Here are two recipes Buscombe shared with me.
Skinny Vegetable Soup
Makes 6 servings, or 10 cups
From “Coco’s Latest Bite: Cozy Soups and One Pot Meals for a Crowd”
“This soup is gluten-free and dairy-free. It can be made with most any type of vegetable. Freeze it in pint containers for individual servings or the whole batch for a first course at an upcoming dinner party.” — Arlene Coco Buscombe
4 pounds winter squash, peeled and cut into 1-inch cubes*
2 medium white onions, diced
2 tablespoons olive oil
1 tablespoon minced garlic
½ teaspoon salt
8 cups vegetable stock
½ teaspoon ground cumin
One 13.5-oz can coconut milk (optional)
½ cup pistachio nuts or pumpkin seeds for garnish (optional)
extra virgin olive oil for garnish (optional)
*Winter squashes include acorn, butternut, kabocha, hubbard, pumpkin.
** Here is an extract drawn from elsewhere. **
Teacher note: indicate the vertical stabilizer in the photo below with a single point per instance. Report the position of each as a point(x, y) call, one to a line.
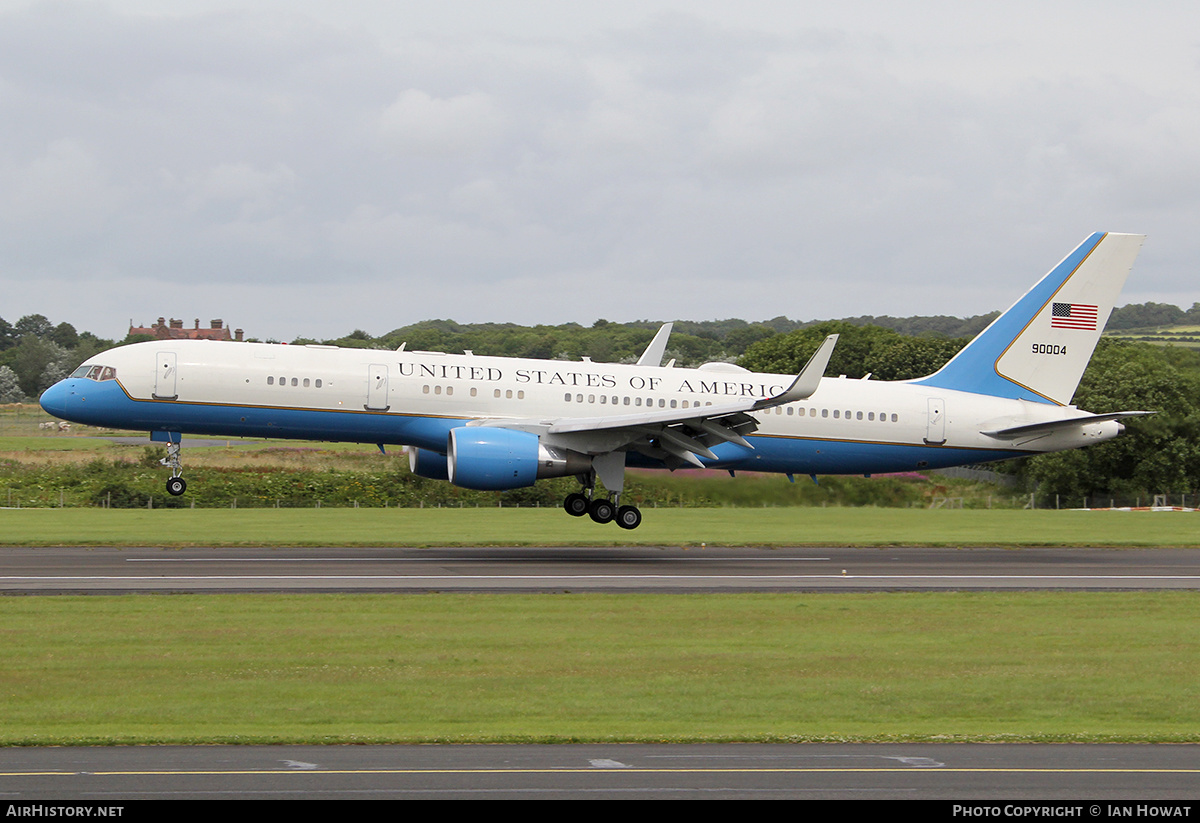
point(1039, 348)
You can use frozen squash that is already peeled and cubed; butternut is the variety most commonly available. Or, if you’re starting with a whole raw winter squash, make peeling easier by microwaving the entire squash for a few seconds, or baking it for a few minutes and letting it cool. This will soften the hard skin.
Heat a large pot or Dutch oven over medium heat and add olive oil. Add onions, garlic and salt and cook until soft, about 5 minutes. Add squash, vegetable stock or water, and cumin and cook until soft, about 30 minutes. Carefully puree until smooth using an immersion, or stick, blender or a food processor or blender. Add coconut milk. Garnish with nuts or seeds and a drizzle of extra virgin olive oil, if desired.
Mushroom Farro Risotto
Makes 8 servings
From “Coco’s Latest Bite: Vegan and Vegetarian”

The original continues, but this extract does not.